- Born: November 14, 1945 (age 80) Egypt
- Education: Cairo University (BS 1967, MS 1972, PhD 1977)
- Known for: Spectral tau algorithms and Jacobi operational matrices for fractional differential equations
- Awards: African Academy of Sciences Fellow (2006) Cairo University Award for Excellence in Scientific Research in Basic Sciences (2007)
- Scientific career
- Fields: Approximation theory, orthogonal polynomials, spectral methods

= Eid Hassan Doha =

Egyptian Emeritus Professor

Eid Hassan Doha is an Egyptian Emeritus Professor of Numerical Analysis and Approximation Theory at the Cairo University. He is an elected fellow of African Academy of Sciences, the head of the department of Mathematics at Cairo University and the Head of Promotion Committee of Research Assessment for Associate Professorships – Supreme Council of Egyptians Universities.

== Early life and education ==
Eid Hassan Doha was born on November 14, 1945. He attended University of Cairo from B.Sc. to PhD level. He obtained his B.Sc. in Pure and Applied Mathematics in 1967. He obtained his M.Sc and PhD in 1972 and 1977 respectively.

== Career ==
Eid Hassan Doha began his career in 1967 as a demonstrator of mathematics at the Faculty of Science, University of Cairo in Egypt. He became as assistant lecturer after his Master's programme in 1972. After his PhD, he became a full lecturer in the same university. However, he left the University of Cairo for Al-Khartoum, Sudan, a branch of the University of Cairo in 1979 and spent a year. In 1980, he moved to Emirates University, Al-Ain in the United Arab Emirates where he became associate professor after three years (1983). In 1990, he moved to Female Education, Girl’s College of Education, Jeddah, Kingdom of Saudi Arabia where he became professor of Numerical Analysis and Approximation Theory.

== Award and memberships ==
Eid Hassan Doha became a member of the Mathematical and Physical Society of Egypt in 1977 and a member of the American Mathematical Society in 1990. In 1993, he became a member of the Egyptian Mathematical Society and eventually became their Vice president. He was the Chairman of the Egyptian National Evaluation Committee for promoting assistant professors in Mathematics from 2004 to 2006. Also in 2004, he was elected as a member of the Egyptian National Committee of Mathematics (Academy of Scientific Research and Technology, Cairo).
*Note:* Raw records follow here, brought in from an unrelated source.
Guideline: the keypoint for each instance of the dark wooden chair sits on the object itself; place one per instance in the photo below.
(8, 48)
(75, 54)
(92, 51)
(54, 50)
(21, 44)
He was awarded an Excellence Research Paper by the Egyptian National Committee of Mathematics (Academy of Scientific Research and Technology, Cairo, Egypt in 2005. He became a Fellow of the African Academy of Sciences in 2006. He received Excellence Scientific Research in Basic Sciences" from Cairo University in 2007 and a member of the International Association for Mathematics and Computers in Simulation.